Code Monkey home page Code Monkey logo

pg-collectd's Introduction

ci

pg-collectd

pg-collectd provides an alternative and opinionated postgres collectd writer plugin, where flexibility is traded in for performance and ease of use. A quick rundown.

  • No dependencies (other than collectd). pg-collectd utilizes the (unofficial) collectd rust plugin for low cost binding to collectd's C API. The pure rust postgres driver is statically compiled into the plugin. No need to rely on libpq.
  • Simplified insertion as the data is expanded and denormalized, so instead of writing a function that receives an array of values / identifiers, these are expanded so everything fits into a single table and columns contain single values (not arrays).
  • a 4x reduction in db cpu usage compared to using collectd's default postgres writer + setup (a conservative estimate)

Here are the downsides:

  • Not an officially supported collectd plugin
  • Not as feature rich (eg: currently no support for TLS connections / does not support custom table names)
  • Only tested on a limited subset of collectds (though it may work on other versions depending on if collectd changed its C API)
  • Only distributed as debs or source (eg: no rpms / apt repository)

Compatibility

  • Collectd 5.7+
  • Postgres 7.4+

Installation

First we must set up the database with the following schema:

CREATE TABLE IF NOT EXISTS collectd_metrics (
   time TIMESTAMPTZ NOT NULL,
   plugin TEXT,
   plugin_instance TEXT,
   type_instance TEXT,
   type TEXT,
   host TEXT,
   metric TEXT,
   value DOUBLE PRECISION
);
  • (Optional) If using the TimescaleDB extension for postgres, the statements below contains provide good defaults
SELECT create_hypertable('collectd_metrics', 'time', chunk_time_interval => interval '1 day');
ALTER TABLE collectd_metrics SET (
   timescaledb.compress,
   timescaledb.compress_segmentby = 'plugin',
   timescaledb.compress_orderby = 'time'
);
SELECT add_compression_policy('collectd_metrics', INTERVAL '7 days');
SELECT add_retention_policy('collectd_metrics', INTERVAL '90 days');
  • Create a user that only has INSERT permissions on collectd_metrics:
CREATE USER collectd WITH PASSWORD 'xxx';
GRANT INSERT ON collectd_metrics TO collectd;
  • Download the appropriate package from the latest release (see the compatibility list shown earlier)
  • Install with dpkg -i pg-collectd-*.deb
  • Edit collectd configuration (eg: /etc/collectd/collectd.conf)
LoadPlugin pg_collectd
<Plugin pg_collectd>
    BatchSize 1000
    Connection "postgresql://<user>:<password>@<host>:<port>/<db>"
    StoreRates true
    LogTimings INFO
</Plugin>
  • Restart collectd

Not using Ubuntu / Debian? No problem, build from source.

Configuration Option

  • BatchSize: number of values to batch (eg: rows in the csv) before copying them to the database. Default is 100, which is extremely conservative. Test what is appropriate for you, but 500 to 1000 works well for me. Note that it is possible for the number of rows inserted to not be exactly equal to batch size, as NaN rates are not stored and some metrics given to write contain more than one value.
  • Connection (see postgres connection uri documentation)
  • StoreRates: Controls whether DERIVE and COUNTER metrics are converted to a rate before sending. Default is true.
  • LogTimings: The level at which to log performance timings. The default is DEBUG to cut down on potential log spam, though there is no problem setting it to INFO (or WARN / ERROR for that matter), as only a single line is logged per batched insert.

Performance Secret Sauce

The original postgres writer for collectd works by having a long lasting transaction writing many individual statements committed at CommitInterval seconds. A quote from postgres's official documentation leads us to ponder low hanging fruit:

Note that loading a large number of rows using COPY is almost always faster than using INSERT, even if PREPARE is used and multiple insertions are batched into a single transaction.

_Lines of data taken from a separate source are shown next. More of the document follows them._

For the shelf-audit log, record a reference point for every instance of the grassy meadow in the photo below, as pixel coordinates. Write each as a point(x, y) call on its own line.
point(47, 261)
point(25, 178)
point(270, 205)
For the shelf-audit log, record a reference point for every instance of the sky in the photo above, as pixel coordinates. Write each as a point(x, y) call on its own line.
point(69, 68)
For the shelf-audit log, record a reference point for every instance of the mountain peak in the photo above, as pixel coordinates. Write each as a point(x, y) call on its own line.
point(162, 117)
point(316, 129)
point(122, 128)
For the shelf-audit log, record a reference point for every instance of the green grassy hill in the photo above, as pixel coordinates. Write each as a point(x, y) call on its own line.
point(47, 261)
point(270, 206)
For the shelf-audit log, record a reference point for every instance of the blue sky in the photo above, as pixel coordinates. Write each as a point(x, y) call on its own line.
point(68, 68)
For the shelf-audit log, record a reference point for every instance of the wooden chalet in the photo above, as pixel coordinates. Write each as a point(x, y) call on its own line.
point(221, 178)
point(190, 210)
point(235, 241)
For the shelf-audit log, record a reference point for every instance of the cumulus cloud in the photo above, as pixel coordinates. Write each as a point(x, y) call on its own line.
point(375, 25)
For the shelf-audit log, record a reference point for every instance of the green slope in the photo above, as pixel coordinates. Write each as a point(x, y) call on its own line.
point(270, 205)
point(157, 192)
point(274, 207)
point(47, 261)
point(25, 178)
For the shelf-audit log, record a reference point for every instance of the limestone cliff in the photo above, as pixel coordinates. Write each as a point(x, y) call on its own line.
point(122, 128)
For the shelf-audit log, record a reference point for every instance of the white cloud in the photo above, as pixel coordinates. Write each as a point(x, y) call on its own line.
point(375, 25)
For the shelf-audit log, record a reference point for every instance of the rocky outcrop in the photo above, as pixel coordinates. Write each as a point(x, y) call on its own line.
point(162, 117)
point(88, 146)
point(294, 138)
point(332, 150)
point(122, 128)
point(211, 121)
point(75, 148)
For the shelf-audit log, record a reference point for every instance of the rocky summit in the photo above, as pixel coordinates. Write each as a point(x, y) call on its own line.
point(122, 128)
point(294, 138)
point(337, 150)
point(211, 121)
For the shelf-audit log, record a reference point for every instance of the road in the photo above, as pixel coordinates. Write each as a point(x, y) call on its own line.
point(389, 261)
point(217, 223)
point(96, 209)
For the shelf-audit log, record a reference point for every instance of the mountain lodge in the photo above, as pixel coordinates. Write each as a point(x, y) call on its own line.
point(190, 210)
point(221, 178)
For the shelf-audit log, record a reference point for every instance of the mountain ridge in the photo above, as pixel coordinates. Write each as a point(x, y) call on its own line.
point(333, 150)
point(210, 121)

To take advantage of this, pg-collectd batches up a certain number of values (BatchSize), and then formats those values as part of a in-memory CSV file that can COPY over to postgres. What's nice is that memory allocations are amortized such that over time, no memory is allocated for the in-memory CSV file, only the CPU time for formatting the CSV is needed.

Building

To build the repo for collectd, ensure you have Rust installed and then execute the build process:

cargo build --release

The resulting ./target/release/libpg_collectd.so should be copied (locally or remotely) to /usr/lib/collectd/pg_collectd.so

pg-collectd's People

Contributors

dependabot-preview[bot] avatar dependabot-support avatar dependabot[bot] avatar nickbabcock avatar

Stargazers

 avatar  avatar  avatar  avatar  avatar  avatar  avatar  avatar  avatar  avatar  avatar  avatar  avatar

Watchers

 avatar  avatar  avatar

pg-collectd's Issues

TimescaleDB configuration

Thanks for this plugin. It works great on my Ubuntu 21.04 machine with PostgreSQL 13 and the TimescaleDB extension.

I've created this configuration to set-up the collectd_metrics table. It might be useful as a starting point for a section in the README.

Add TLS support

Currently communication with the postgres server is in the clear. This is undesirable when the database is remote, so we should add TLS capabilities through the NativeTls hook in rust-postgres.

Support configurable table name

It should be possible for one to specify a table name to insert into in collectd's config. I think the only issue is that we'd need to sanitize it as we'd be doing string formatting to create the COPY command. AFAIK, execute format(etc) won't work here.

Recommend Projects

  • React photo React

    A declarative, efficient, and flexible JavaScript library for building user interfaces.

  • Vue.js photo Vue.js

    ๐Ÿ–– Vue.js is a progressive, incrementally-adoptable JavaScript framework for building UI on the web.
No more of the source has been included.